Some faux pas of remix packs, which I have observed or experienced are:
* Including samples in a pack to which you don't have the rights, like commercial loops or parts of others' tracks. This should never be done, as it can get you and your remixer in trouble. Always include only original samples in your remix pack.
* Providing a limited amount of samples greatly hinders the ability of and interest for someone to remix your work. When creating a remix pack, think about whether this is something you personally would be interested in spending your time working on.
* If you are not, in one way or another, compensating the remixer, and you have not provided a deadline for the remix, try not to follow up with them on completion timing excessively.

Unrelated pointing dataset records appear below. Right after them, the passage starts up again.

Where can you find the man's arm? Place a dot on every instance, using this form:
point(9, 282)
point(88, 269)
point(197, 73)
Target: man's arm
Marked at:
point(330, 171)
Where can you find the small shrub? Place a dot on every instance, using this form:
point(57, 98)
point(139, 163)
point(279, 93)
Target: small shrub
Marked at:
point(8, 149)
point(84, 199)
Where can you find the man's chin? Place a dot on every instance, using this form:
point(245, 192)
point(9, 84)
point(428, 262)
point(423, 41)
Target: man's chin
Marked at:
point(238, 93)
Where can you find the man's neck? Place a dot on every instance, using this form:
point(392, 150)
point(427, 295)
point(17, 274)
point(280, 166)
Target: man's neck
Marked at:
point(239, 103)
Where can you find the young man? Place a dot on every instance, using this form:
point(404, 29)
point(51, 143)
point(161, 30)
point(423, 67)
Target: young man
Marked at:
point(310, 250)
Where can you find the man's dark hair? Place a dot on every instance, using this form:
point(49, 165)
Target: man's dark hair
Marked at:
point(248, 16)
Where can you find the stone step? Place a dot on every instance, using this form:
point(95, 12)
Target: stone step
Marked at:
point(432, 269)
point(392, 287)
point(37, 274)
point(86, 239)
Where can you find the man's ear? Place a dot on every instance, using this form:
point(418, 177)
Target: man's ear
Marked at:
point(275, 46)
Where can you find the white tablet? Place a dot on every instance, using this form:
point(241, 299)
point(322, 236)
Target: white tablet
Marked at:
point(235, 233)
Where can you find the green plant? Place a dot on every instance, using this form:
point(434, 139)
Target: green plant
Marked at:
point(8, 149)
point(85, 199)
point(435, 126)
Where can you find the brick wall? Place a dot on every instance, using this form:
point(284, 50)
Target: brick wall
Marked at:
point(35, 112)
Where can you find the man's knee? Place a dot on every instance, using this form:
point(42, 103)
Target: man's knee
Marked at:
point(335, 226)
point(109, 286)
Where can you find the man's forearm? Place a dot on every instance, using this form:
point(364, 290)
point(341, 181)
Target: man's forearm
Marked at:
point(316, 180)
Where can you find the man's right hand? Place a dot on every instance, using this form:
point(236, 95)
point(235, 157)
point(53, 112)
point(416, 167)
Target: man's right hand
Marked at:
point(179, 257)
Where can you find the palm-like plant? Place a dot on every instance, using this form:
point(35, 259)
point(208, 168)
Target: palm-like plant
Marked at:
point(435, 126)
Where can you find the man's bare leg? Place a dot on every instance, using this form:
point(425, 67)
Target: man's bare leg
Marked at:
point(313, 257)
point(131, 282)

Putting pressure on someone to finish a creative project usually leads to a messy, partially-finished project or complete loss of motivation and interest. A lot of producers have full-time jobs, families and other responsibilities and don't always have time to spend hours in the studio working on a project every day.
Remixes are intended to be fun, so let the remixer have the freedom they need to complete the project to the point where they are 100% satisfied in presenting it to you. If you need the remix for a promo or an event, be sure to let the remixer know of your time constraint request before they agree to take on a project.
* Do not ask the remixer to see a work-in-progress. A lot of producers take great pride in their work and may be offended by such a request, or they may not feel confident in providing you with something they are not completely happy with.
* Not providing terms for the remix is a big faux pas. Whether it sounds pointless or not, always give at least some general guidelines to the remixer(s), in advance, on how the samples can be used. Are they copyrighted to you or your label? Will you allow the remixer to post the track for download, streams, at all? Be sure to specify how this remix can be used by the remixer, and how you plan to use this remix. Try to be fair to the remixer for their effort, after all, they are investing their time into helping you gain exposure.
* Don't provide a mid-quality limited sample pack for free and then ask the remixer(s) to pay you for better quality samples, or more of them. (I'm wagging my finger at you Fedde Le Grand's label) If you want someone to remix your work, be diligent in extending a courtesy to the remixer for spending their time in working on your project.
That's all I can think of as far as remix packs go, and I hope this brings some conversation out, as I am interested in hearing your opinions on this as well.
Thanks to all of the iDJ members who have given me remix packs to work on over the last few years, you've helped contribute to this article to a large extent!